Two 12-year-old girls flanked by dozens of military personnel graduated on Wednesday from a South Korean elementary school inside the Demilitarized Zone that divides the South from North Korea.

The girls, Jeon Hee-ryung and Kim Na-young, attended Taesungdong Elementary School, which is patrolled by troops on the South Korean side of the DMZ.

North Korea keeps about 70 percent of its 1.2-million-strong armed forces near the border separating the two countries, which are technically still at war.

Kim said she will remember the school more for the snowball fights she had with her schoolmates than for the threat of being in the direct firing line of North Korea.

“I was not very scared at all when I went here,” she said of her school, which is about 500 yards from the border. “I never want to go to North Korea. I can see them farming with oxen plowing the fields. It looks very primitive.”

Taesungdong is a village with a population of 220 that was set up under the armistice that ended the 1950-1953 Korean War, along with a North Korean village on the other side of the DMZ. Some of the biggest flags in the world fly above them.

South Korea does its best to stock the school with goodies — although it has only 12 students — to better its bragging rights in a spot fraught with tension.

The elementary school, with about as many classrooms as students, has a staff of 14, large-screen televisions in most of the rooms and a well-stocked computer lab.

Kim Jin-soo, the father of one of the graduates, said he never worried about sending his daughter to school in the DMZ.

But he is worried about her transition to a girls’ school outside the area that has many more students, more competition and fewer resources to spend on each pupil.

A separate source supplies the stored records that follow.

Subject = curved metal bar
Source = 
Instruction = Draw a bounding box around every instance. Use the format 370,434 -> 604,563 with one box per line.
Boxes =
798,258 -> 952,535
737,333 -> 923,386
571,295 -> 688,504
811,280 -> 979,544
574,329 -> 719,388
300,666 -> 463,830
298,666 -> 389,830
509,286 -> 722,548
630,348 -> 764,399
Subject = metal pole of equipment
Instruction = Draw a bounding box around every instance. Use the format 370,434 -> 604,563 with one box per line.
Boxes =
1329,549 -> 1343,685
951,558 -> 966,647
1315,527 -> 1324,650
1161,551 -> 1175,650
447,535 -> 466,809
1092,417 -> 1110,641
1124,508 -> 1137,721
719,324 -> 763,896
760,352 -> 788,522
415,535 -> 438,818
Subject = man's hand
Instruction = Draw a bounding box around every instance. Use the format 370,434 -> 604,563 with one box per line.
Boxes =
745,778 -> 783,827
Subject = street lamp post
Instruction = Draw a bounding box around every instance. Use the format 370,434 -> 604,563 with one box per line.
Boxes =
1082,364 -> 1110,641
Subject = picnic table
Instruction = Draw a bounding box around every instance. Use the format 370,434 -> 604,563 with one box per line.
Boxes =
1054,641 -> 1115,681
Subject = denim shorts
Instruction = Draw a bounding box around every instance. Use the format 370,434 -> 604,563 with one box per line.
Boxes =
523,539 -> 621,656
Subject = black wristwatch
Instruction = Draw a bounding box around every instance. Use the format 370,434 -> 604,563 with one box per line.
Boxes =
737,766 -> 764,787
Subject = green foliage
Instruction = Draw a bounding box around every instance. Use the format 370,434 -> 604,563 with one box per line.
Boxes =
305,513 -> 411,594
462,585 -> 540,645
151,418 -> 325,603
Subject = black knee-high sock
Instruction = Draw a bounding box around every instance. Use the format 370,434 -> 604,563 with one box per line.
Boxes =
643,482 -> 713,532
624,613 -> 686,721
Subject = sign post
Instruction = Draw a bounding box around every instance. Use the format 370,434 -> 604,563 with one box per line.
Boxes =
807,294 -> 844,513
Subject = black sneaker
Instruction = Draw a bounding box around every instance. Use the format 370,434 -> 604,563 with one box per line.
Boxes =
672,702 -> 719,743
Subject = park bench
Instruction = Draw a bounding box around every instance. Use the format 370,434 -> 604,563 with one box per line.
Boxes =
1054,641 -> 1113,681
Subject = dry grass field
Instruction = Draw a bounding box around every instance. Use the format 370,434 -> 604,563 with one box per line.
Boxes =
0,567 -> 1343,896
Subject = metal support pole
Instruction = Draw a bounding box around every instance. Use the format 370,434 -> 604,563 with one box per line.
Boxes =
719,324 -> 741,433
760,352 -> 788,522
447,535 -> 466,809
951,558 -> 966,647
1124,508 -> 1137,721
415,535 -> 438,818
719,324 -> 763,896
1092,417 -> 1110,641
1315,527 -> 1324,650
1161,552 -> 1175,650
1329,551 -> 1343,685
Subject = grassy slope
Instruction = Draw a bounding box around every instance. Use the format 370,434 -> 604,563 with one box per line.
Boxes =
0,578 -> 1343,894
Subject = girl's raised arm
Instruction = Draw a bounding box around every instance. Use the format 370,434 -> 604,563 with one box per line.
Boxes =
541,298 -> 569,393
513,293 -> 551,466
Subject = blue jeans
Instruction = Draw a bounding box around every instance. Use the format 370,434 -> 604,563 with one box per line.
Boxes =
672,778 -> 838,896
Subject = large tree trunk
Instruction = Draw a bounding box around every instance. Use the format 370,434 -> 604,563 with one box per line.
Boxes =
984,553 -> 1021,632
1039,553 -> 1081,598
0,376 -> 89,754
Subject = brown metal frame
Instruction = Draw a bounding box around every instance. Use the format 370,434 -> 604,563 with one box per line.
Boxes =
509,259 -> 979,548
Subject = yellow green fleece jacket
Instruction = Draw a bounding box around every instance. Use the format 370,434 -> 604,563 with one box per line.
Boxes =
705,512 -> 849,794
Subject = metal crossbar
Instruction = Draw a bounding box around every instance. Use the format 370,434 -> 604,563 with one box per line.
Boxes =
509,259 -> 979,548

“The kids grow up here, and the military presence in the DMZ is a way of life. They get used to it. I am much more worried about her going to middle school than going here,” he said.

The two girls, who both had perfect attendance records, were showered with gifts from local and national officials as well as from the military forces on the South Korean side of the DMZ.

The ceremony began with the other 10 students at the school entertaining the crowd of locals, political officials and military personnel with a traditional dance. Two armed South Korean soldiers stood on stage as the children twirled about.

“This school is in such a unique situation,” said Swiss Maj. Gen. Gerhard Brugger of the Neutral Nations Supervisory Commission in the DMZ, who also presented the graduates with gifts.

“This is a special moment not only for them but also for us because we can see a bit of normalcy in this unique situation.”